From the current process situation, TSMC’s promise is a 40% power reduction for 10nm FF compared to its 16nm FF, but so far TSMC has not shipped any Cortex-A75 products in actual production; in fact, only Samsung’s 10nm LPP has produced Snapdragon 845 processors related to Cortex-A75, and some data suggest that Samsung’s process may slightly outperform TSMC’s 10nm FF.
In terms of energy consumption, ARM cites the performance metrics of SEPCint2006, speculating that ARM used the 2.8GHz Cortex-A75 as a reference in this comparison; if ARM were to compare it with Snapdragon 845, it would likely be comparable to a 2.4GHz Cortex-A76, considering the process improvements, leaving about a 15% architectural advantage for Cortex-A76. However, since Cortex-A76’s goal is a 35% performance increase, as we have seen, increasing frequency to gain performance does not lead to linear growth in power consumption, so the advantage in power consumption and efficiency may quickly diminish at peak performance.
Considering all factors, we believe that the 7nm Cortex-A76 exhibits a slight advantage in energy efficiency at peak performance, which is a very important metric. If we take a more conservative view, at 2.5GHz, the energy efficiency advantage of Cortex-A76 compared to Cortex-A73 and Cortex-A75 will expand to 30%.
Overall, the energy efficiency (energy efficiency ratio) of Cortex-A76 is very high, but it can also be a design controlled by TDP, with high TDP at peak performance, but such processors are often not used in small devices like phones because they need lower frequencies to better control heat. For devices like laptops, Cortex-A76 can use higher frequencies to obtain better performance, as larger devices have better performance in cooling and power supply.
Foundation for the Next Two Generations of Processors
Cortex-A76 is not a huge architecture but is balanced in various aspects.
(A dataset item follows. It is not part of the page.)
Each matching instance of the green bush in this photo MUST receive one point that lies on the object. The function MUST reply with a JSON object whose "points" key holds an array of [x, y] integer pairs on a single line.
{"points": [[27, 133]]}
In addition to performance improvements, Cortex-A76 pays great attention to power efficiency in almost every design step, and ARM hopes to achieve an architecture that can have the best of both worlds.
Currently, two manufacturers are collaborating with ARM on products related to Cortex-A76, and relevant products are expected to be released by the end of this year. Among them, Huawei HiSilicon is one of the most important partners, and Qualcomm may also adopt Cortex-A76 in its next-generation products. As for Samsung, since Cortex-A76 does not significantly surpass M3, after improving M3’s power efficiency, Samsung may further launch M4 and may not use ARM’s public version or modified version.
According to ARM’s planning, Cortex-A76 will serve as the foundation for the next two generations of processors, meaning that future new architectures will be developed based on Cortex-A76 to improve performance or enhance energy efficiency. According to ARM’s data, they hope their product’s annual compound growth rate will be 25%, which means that in the coming years, mobile SoCs are expected to catch up with the performance of PC processors, making the market more interesting.